Sean Mulholland’s piece is an optical illusion in the simplest way.

The artist from Talent, Oregon, didn’t incorporate holograms or computerized parts in his piece. He simply printed his picture on metal.

“It looks different from different angles,” Jason Andreasen says. “It’s fun. The effect is also amazing.”

Andreasen is executive director of Baton Rouge Gallery, which is showing its “Surreal Salon 7” through Jan. 29. Mulholland’s digital print, “iMAC Photobooth Selfie Emailed to 1994,” is one of the show’s 58 featured pieces.

And Andreasen is right. Walk from one side to the other, and the print changes, offering a different perspective of reality.

Which is the point of Baton Rouge Gallery’s “Surreal Salon” exhibitions. Artists have different ways of seeing things, and their work doesn’t always fit in neat categories.

“We have a lot of artists in this area who work in this area, and this show gives their work a chance to be seen,” Andreasen says. “Every year, our juror never knows the artists’ names or where they’re from. Only the work is judged, but a lot of work by area artists always gets chosen for this show.”

This year’s juror was California-based artist Shag, whose real name is Josh Agle. Shag’s work in pop surrealist and lowbrow art has gained international acclaim.

Shag narrowed down more than 550 entries to the 58 now on exhibit in Baton Rouge Gallery’s show. “Shag is affiliated with Greg Escalante, who judged our show last year,” Andreasen says.

Escalante is co-founder of Juxtapose magazine, which focuses on the pop surrealist and lowbrow art genre. He not only judged the previous show, but also lectured at LSU and attended the Surreal Salon Soiree, an annual party coinciding with the show.

Shag will attend this year’s soiree on Jan. 24, where the exhibit’s “Best in Show” will be announced.
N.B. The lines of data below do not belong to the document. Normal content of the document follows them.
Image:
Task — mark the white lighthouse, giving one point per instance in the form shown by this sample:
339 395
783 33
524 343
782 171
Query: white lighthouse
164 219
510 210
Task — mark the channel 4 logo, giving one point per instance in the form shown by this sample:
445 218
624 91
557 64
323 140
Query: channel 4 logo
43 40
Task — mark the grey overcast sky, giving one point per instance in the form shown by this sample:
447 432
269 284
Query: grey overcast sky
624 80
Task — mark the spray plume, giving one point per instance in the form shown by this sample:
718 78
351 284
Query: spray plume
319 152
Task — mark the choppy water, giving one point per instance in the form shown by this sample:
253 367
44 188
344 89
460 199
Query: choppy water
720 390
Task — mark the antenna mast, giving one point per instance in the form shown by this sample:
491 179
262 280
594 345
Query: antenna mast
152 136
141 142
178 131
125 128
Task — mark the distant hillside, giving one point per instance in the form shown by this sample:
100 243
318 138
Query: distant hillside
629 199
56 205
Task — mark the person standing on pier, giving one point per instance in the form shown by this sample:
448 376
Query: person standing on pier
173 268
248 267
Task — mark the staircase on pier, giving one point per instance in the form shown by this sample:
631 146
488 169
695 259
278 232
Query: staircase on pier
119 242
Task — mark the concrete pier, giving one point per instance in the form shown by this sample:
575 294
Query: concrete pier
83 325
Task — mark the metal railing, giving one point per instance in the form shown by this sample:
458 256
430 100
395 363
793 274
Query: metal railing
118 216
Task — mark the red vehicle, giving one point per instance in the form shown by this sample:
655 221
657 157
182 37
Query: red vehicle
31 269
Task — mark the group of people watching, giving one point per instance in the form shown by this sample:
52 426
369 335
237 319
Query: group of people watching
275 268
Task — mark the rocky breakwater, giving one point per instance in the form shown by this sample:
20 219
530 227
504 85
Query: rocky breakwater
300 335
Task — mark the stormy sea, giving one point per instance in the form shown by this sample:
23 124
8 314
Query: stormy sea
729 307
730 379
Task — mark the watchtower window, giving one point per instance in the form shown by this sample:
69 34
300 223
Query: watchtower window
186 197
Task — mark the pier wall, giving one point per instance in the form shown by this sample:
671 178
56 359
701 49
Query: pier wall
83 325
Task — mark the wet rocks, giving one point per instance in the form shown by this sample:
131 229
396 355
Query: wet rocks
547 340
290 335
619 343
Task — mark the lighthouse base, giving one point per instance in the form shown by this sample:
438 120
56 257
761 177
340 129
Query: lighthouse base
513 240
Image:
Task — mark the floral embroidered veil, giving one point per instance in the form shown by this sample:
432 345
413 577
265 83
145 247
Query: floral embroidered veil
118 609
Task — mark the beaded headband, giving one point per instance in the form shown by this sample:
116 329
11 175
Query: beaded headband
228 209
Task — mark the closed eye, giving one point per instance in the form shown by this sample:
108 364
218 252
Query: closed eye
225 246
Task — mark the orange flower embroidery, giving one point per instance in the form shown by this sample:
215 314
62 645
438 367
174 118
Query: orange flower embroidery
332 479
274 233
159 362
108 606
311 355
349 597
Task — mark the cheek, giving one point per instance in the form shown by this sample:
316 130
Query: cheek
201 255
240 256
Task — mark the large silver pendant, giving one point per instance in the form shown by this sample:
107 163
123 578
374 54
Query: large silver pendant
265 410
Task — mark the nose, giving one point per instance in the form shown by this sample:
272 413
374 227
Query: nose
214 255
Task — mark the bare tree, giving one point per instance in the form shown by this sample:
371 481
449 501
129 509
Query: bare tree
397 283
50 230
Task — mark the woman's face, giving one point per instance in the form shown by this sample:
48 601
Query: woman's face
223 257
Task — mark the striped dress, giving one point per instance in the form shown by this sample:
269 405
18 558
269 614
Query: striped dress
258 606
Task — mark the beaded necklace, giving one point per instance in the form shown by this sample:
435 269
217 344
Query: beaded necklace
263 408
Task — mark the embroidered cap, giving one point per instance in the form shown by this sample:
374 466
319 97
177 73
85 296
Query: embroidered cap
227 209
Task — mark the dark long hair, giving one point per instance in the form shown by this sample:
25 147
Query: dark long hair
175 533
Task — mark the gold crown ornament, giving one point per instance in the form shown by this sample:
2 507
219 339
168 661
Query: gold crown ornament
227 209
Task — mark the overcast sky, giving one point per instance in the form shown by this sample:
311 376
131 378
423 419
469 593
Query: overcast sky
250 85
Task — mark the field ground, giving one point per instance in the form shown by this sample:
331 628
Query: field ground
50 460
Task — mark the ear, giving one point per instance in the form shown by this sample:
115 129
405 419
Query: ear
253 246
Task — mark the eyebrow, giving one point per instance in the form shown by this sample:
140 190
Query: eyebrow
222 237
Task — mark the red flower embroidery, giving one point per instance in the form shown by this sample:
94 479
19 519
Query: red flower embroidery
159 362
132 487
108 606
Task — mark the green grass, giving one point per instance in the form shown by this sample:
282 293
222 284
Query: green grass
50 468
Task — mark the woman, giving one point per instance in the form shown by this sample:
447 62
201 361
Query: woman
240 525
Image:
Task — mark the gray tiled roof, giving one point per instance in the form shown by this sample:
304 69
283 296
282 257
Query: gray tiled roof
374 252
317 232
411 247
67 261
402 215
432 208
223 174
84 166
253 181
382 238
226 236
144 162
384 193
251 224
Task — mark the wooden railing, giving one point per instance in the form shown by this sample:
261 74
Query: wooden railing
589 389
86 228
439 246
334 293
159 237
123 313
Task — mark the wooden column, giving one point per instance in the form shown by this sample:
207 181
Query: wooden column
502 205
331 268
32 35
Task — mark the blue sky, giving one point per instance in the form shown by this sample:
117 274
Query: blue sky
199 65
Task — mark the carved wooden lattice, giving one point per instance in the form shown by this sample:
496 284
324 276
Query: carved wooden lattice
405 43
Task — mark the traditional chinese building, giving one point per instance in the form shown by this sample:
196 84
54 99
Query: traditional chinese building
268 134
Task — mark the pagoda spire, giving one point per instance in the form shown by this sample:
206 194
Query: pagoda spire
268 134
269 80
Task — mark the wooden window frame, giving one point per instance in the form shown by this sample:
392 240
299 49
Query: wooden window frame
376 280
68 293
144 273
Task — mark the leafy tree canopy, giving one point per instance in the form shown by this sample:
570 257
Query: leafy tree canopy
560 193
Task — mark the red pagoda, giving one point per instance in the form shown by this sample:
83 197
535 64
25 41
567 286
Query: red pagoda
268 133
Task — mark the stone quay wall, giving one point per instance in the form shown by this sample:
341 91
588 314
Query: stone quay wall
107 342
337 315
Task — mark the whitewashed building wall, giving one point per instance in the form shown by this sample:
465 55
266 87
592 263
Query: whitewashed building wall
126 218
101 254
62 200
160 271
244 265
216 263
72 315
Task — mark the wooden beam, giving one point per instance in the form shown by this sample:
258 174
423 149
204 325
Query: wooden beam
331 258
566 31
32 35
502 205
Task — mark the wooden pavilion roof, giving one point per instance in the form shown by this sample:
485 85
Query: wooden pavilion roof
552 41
This work will be prominently featured in Juxtapoz magazine’s April issue.

“Shag will be giving an artist’s talk on Jan. 25,” Andreasen says. “Greg Escalante told him about the show and the soiree, and Shag said, ‘Hey, I want to be a part of this.’ Now he is.”

Works range from drawings and prints to technical pieces, including Durham, North Carolina artist Tony Waldron’s installation, “Adolescent Eyes.”

The piece features a tripod bearing five iPhones, each connected to a different form of social media. The phones are programmed to take photos, then send the photo to the different social media sites.

“It’s a commentary on our use of social media,” Andreasen says.

The piece will be well-lighted once it’s standing in the gallery.

“That’s one of the things visitors will notice when they walk into this show,” Andreasen says. “Baton Rouge Gallery has been in this building in City Park for 30 years. It partnered with BREC in 1984, and BREC, along with the BREC Foundation, has been able to help us with new lighting. It’s state-of-the-art LED lighting.”

Installation of the new lighting was completed a week before “Surreal Salon 7” opened.

“We’re excited that we were able to introduce the lighting with this show,” Andreasen says. “This is probably our biggest show of the year.”